Sales Forecasting and EDA Challenge
This challenge involves the task of Weekly Sales Forecasting and Exploratory Data Analytics (EDA).
Time series analysis deals with time series based data to extract patterns for predictions and other characteristics of the data. It uses a model for forecasting future values in a small time frame based on previous observations. It is widely used for non-stationary data, such as economic data, weather data, stock prices, and retail sales forecasting.
The challenge is divided into two parts:
First Task is to provide Exploratory Data Analysis (EDA) for the given data in (.ipynb and its corresponding .pdf)
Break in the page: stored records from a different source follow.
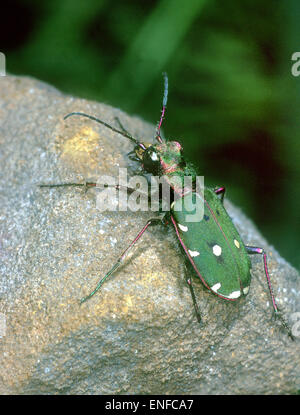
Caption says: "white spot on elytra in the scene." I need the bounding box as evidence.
[178,223,189,232]
[233,239,240,248]
[243,287,249,295]
[189,249,200,256]
[213,245,222,256]
[228,291,241,298]
[210,282,221,292]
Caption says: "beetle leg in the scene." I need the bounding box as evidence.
[80,218,162,304]
[245,246,295,340]
[115,117,131,135]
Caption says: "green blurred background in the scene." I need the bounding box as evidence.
[0,0,300,269]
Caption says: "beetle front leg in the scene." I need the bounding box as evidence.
[245,246,295,340]
[80,218,162,304]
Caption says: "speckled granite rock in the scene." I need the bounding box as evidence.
[0,76,300,394]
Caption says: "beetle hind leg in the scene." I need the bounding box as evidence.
[245,246,295,340]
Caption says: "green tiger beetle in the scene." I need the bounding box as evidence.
[40,73,294,339]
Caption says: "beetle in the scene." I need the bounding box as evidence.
[40,73,293,338]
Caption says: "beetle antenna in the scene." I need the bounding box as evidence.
[64,112,146,150]
[156,72,168,143]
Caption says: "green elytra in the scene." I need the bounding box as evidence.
[40,74,294,340]
[171,188,251,300]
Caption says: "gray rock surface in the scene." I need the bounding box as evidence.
[0,76,300,394]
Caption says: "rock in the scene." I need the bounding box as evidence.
[0,76,300,394]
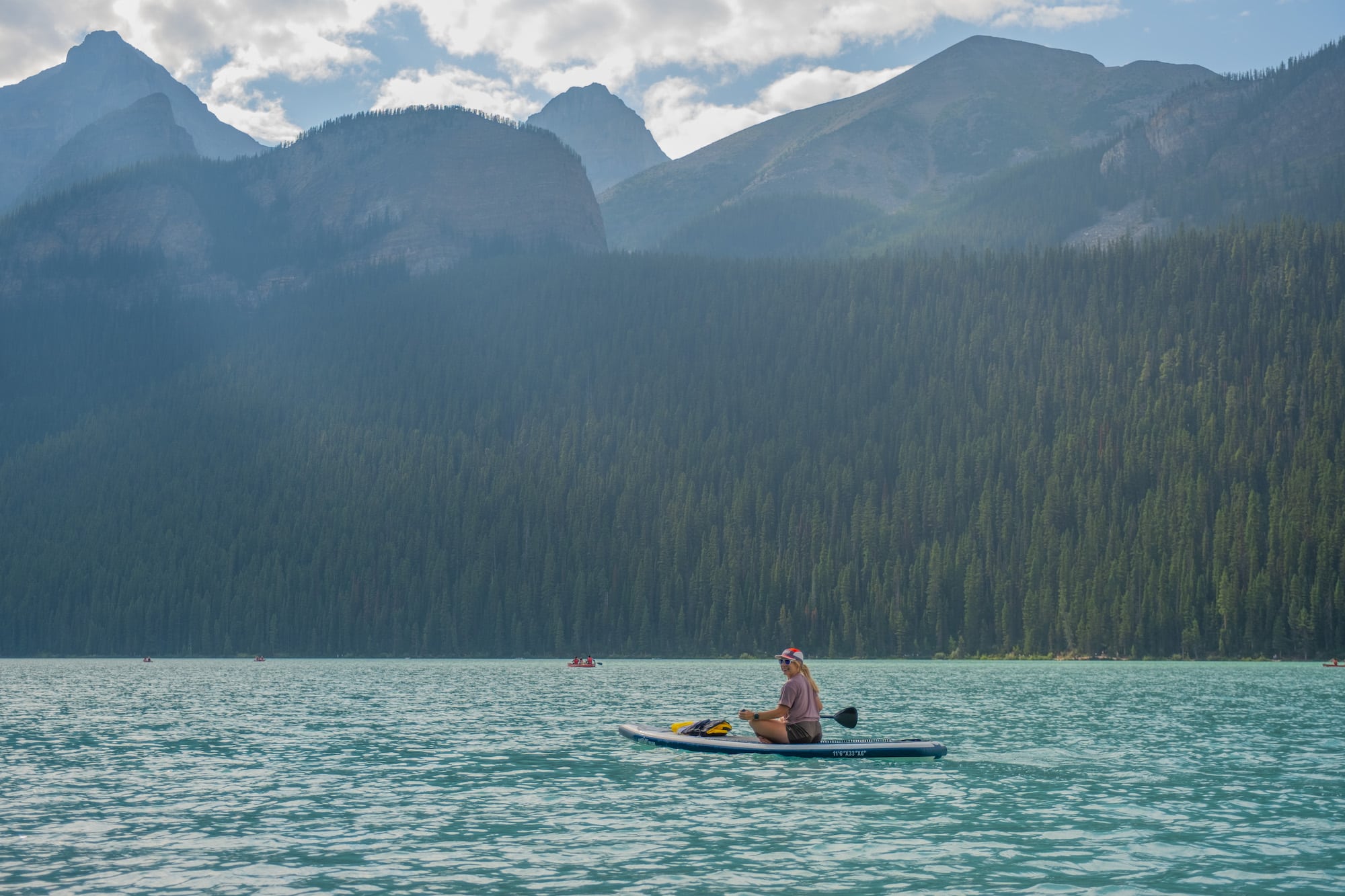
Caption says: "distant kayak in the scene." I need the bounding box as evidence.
[617,725,948,759]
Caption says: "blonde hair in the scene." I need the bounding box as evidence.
[794,659,822,710]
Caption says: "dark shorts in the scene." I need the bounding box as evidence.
[784,723,822,744]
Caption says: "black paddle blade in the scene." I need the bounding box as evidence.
[823,706,859,728]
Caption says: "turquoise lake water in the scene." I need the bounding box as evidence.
[0,659,1345,893]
- A Sample Jupyter Notebook ( Chicago Crime Dataset Sample EDA.ipynb and its '.pdf' form ) has been given to provide a basic understanding of EDA, Chicago Crime Dataset is used for the example. It has nothing to do with the actual training data, and only serves as an example to help the participants develop a good understanding of the task. The actual training data is given in a separate csv file "train.csv".
Second task is to design a model to predict sales for the next week based on previous data observations.
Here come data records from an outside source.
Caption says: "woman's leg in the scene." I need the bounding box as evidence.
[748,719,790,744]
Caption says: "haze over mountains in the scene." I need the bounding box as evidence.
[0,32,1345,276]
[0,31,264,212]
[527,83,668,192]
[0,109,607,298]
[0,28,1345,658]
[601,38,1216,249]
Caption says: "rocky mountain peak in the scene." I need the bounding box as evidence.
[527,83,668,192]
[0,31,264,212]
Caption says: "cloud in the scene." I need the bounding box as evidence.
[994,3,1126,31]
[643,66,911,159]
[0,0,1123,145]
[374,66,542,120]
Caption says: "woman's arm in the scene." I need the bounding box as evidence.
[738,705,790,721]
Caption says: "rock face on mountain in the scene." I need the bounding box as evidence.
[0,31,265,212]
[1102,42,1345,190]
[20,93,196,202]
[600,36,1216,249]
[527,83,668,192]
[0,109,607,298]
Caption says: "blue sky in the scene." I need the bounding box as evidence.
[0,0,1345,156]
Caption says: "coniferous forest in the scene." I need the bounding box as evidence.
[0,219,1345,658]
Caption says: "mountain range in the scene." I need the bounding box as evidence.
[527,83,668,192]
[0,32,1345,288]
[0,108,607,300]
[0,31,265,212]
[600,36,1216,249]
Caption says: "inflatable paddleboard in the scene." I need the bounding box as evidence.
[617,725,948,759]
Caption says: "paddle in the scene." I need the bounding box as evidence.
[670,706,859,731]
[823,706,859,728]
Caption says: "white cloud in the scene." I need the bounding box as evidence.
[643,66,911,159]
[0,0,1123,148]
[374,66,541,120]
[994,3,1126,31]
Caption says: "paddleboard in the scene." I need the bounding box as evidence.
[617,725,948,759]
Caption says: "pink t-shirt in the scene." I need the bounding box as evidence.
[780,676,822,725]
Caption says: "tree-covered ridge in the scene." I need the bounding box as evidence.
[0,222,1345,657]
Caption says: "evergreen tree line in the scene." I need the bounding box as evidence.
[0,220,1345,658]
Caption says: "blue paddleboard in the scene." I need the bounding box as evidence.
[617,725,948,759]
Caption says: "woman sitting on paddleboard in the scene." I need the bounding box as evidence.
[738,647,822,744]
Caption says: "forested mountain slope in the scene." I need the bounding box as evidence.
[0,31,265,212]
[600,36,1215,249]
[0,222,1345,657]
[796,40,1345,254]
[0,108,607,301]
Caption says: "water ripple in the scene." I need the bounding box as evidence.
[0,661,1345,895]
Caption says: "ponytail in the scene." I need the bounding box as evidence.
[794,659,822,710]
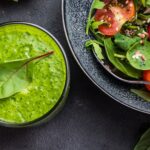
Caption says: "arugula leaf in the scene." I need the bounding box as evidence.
[134,129,150,150]
[127,40,150,70]
[86,0,105,35]
[131,89,150,102]
[114,33,141,51]
[104,38,141,79]
[85,40,104,60]
[0,51,53,99]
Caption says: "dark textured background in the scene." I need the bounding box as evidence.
[0,0,150,150]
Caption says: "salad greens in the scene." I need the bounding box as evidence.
[85,0,150,100]
[0,51,53,99]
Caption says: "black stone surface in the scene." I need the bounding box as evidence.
[0,0,150,150]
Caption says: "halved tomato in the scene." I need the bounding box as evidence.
[95,0,135,36]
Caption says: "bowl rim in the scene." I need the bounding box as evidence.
[0,21,70,128]
[61,0,150,114]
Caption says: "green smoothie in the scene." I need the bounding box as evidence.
[0,24,66,124]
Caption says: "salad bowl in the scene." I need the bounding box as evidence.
[62,0,150,114]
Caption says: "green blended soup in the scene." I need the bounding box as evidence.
[0,24,66,124]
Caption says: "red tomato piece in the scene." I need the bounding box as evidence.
[143,70,150,91]
[147,25,150,39]
[95,0,135,36]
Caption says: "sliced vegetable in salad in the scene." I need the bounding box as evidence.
[85,0,150,100]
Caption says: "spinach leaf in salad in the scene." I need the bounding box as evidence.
[86,0,105,35]
[134,129,150,150]
[85,40,104,60]
[104,38,141,79]
[127,40,150,70]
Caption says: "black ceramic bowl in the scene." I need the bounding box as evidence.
[62,0,150,114]
[0,22,70,128]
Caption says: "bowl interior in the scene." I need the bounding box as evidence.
[62,0,150,114]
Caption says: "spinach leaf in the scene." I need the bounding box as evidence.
[134,129,150,150]
[141,0,146,7]
[85,40,104,60]
[114,33,141,51]
[146,0,150,7]
[86,0,105,35]
[127,40,150,70]
[131,89,150,102]
[0,51,53,99]
[104,38,141,79]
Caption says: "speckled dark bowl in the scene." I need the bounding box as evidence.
[62,0,150,114]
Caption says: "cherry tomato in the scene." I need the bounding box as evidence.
[143,70,150,91]
[95,0,135,36]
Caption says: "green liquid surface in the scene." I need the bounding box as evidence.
[0,24,66,124]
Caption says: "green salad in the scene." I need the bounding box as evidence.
[85,0,150,101]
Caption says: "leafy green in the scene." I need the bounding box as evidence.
[131,89,150,102]
[91,21,104,30]
[114,33,141,51]
[85,40,104,60]
[134,129,150,150]
[86,0,105,35]
[146,0,150,7]
[0,51,53,99]
[127,40,150,70]
[104,38,141,79]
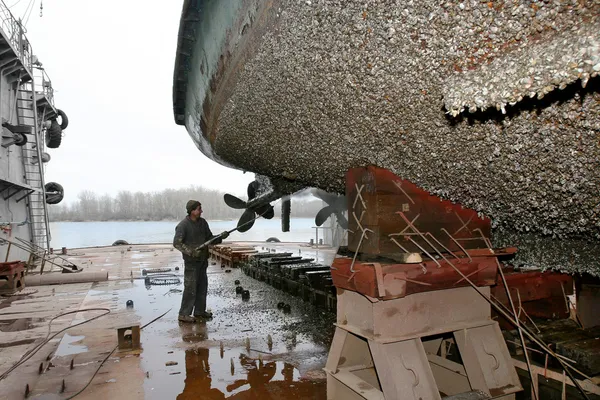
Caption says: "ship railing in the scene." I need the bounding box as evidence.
[33,65,54,107]
[0,0,32,72]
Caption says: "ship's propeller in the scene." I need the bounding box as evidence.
[223,181,275,232]
[314,190,348,229]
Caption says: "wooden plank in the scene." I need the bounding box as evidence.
[369,339,441,400]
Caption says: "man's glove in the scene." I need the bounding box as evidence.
[191,247,204,258]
- The next 7 dates consisting of the week will be chosen based on the latest 'Order Date'.
- Example: If latest "Order Date" is 2018-06-20, the prediction date starts from 2018-06-21.
- sample-output.csv has been given as an example of final output file.
Superstore Sales Dataset is used for the challenge.
- It consists of 18 attributes with "Sales" being the target attribute for prediction.
NOTE: Some values of attribute "Ship Date" can be NaN as those products had not been shipped by the provided dates
The training data is given in the file "train.csv"
LICENSE : Not Specified
This dataset will not be used for any commercial product development. It is provided for Research Analysis only.
Please READ the Submission Guidelines carefully as submissions having incorrect format will be rejected.
The final submission should include:
- Exploratory Data Analysis (EDA) notebook (.ipynb and corresponding .pdf) providing detailed analysis of the "train.csv" (Note: EDA is only required for training files and not the test files)
- Model Files (Python based)
- requirements.txt (providing details of modules required to run your submission)
- Forecasting Model Training Files (.ipynb)
- Code Execution script (for prediction of weekly sales) (only .py.) (run.py)
python run.py test.csv
"run.py" should accept an unnamed argument which would be test file present in the same directory as "run.py" and should generate an output for next week's sales prediction based on the latest "Order Date" attribute in "test.csv". A sample output is already provided along with the training data.
The output of the above script should be "output.csv" with values of "Prediction Date" and "Predicted Sales".
Other files may be included for purposes of code modularity.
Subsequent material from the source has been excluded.